MPs on the Public Accounts Committee (PAC) have warned that the disproportionate growth in spending on specialised services poses a risk to the financial sustainability of the wider NHS.
In a new report, the PAC concludes, ‘NHS England will need to make tough decisions’ to stay within its budget for specialised commissioning and sets out a number of urgent recommendations. NHS England took on responsibility for commissioning specialised services – of which there are nearly 150, covering a diverse range of disparate and complex services – in April 2013.
Between 2013-14 and 2015-16, the budget for specialised services increased from £13 billion to £14.6 billion, an average yearly increase of 6.3%. Over this period the budget for the NHS as a whole increased by 3.5% a year on average. The Committee is concerned that NHS England and the Department of Health ‘painted an unduly healthy picture of the state of commissioning specialised services in England’, highlighting ongoing shortcomings in the collection of data and the potential impact this has on decision-making and efficiency.

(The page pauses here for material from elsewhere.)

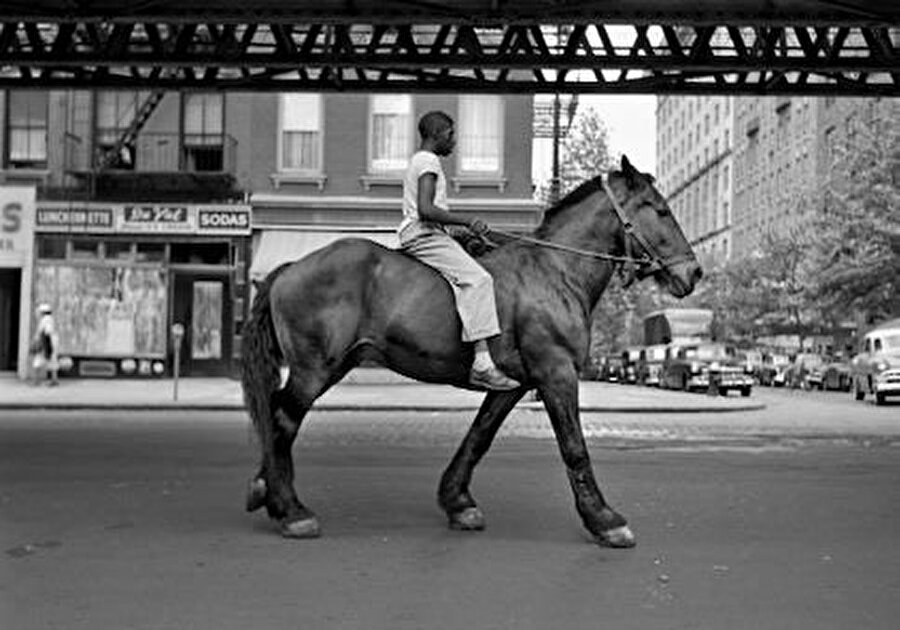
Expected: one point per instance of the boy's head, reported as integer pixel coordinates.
(436, 130)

Among its recommendations to government, the Committee calls on NHS England to set out publicly by October how specialised services fit within the NHS Five Year Forward View as well as ‘the £22 billion efficiency challenge’ facing the NHS. The Committee says that by April 2017 NHS England should be using improved data ‘to link spend, by service provided, to service quality, patient outcomes and patient experience’ so that different providers can be compared and value for money improved.

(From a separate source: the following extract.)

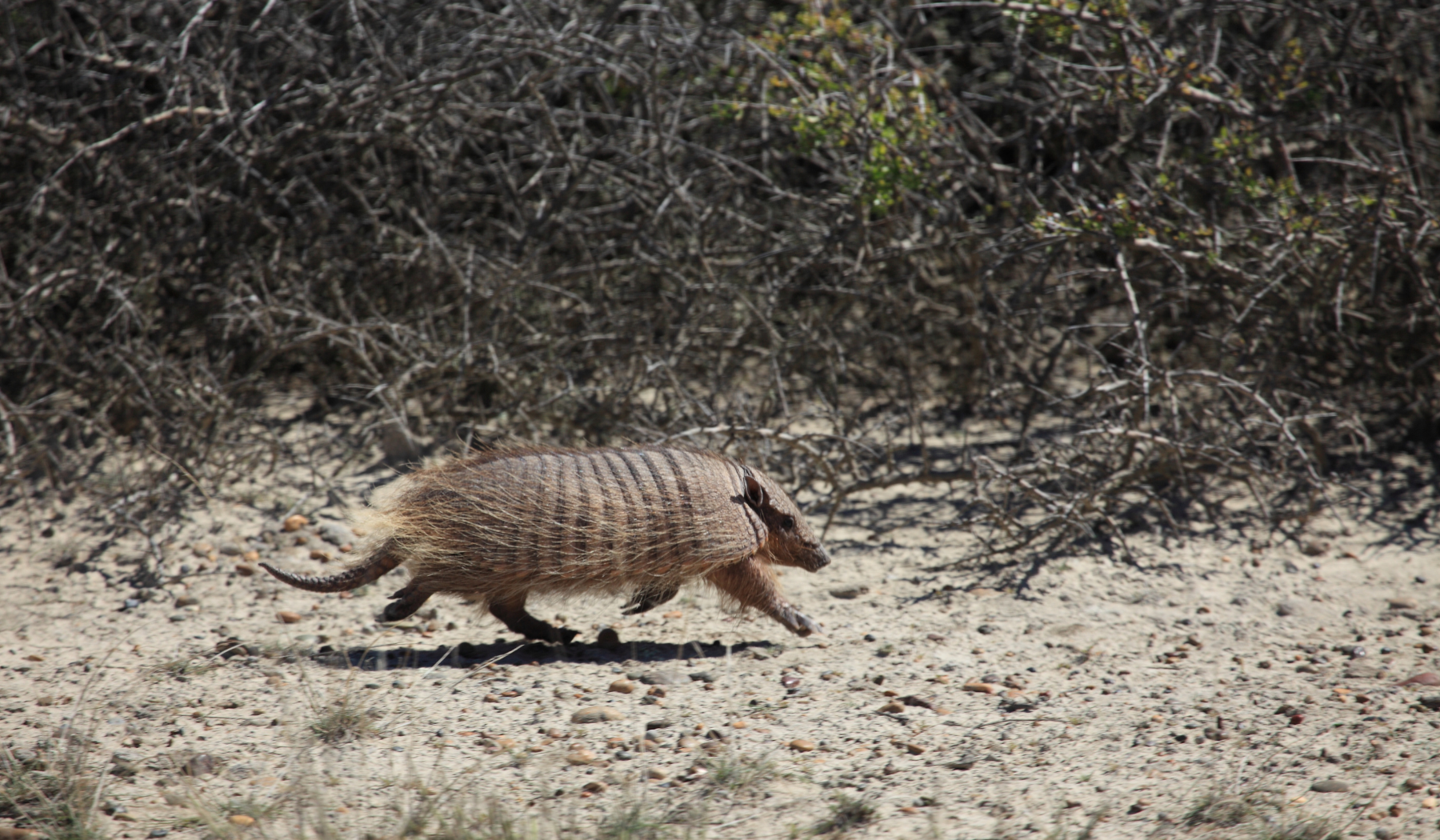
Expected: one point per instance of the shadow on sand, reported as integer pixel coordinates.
(514, 653)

The Report summary says: ‘The disproportionate growth in spending on specialised services poses a corresponding risk to financial sustainability of the wider NHS and, if NHS England is unable to keep its spending on these services in control, this will affect its ability to resource other health services and wider health transformation set out in its Five Year Forward View.
‘To remain within its budget for specialised commissioning, NHS England will need to make tough decisions. These include taking action in three areas: ensuring new drugs and medical equipment are affordable; ensuring services are delivered cost-effectively; and better management of the level of demand for the specialised services it commissions.
‘When taking action to control its spending on specialised services, NHS England also needs to work closely with NHS acute providers to avoid adding undue pressures to their budgets.’
• AMBULANCE targets for responding to life-and-death 999 calls from patients suffering from heart attacks or those who have stopped breathing have been missed for an entire year, new figures released yesterday have shown.
Ambulance crews are meant to reach patients who have had cardiac arrests or are not breathing, the so-called ‘Red 1 calls’, within eight minutes. But performance data from NHS England for May showed for the 12th month in a row the 75% target has been missed.
The target for Red 2 calls, for other life-threatening cases such as strokes, has not been met since January 2014. During May, 70.5% of Red 1 calls were met in eight minutes and for Red 2 calls it was 65%.
NHS England blamed the problem on the rising number of calls. There have been nearly 11m in the past year, an increase of 7% on the previous year.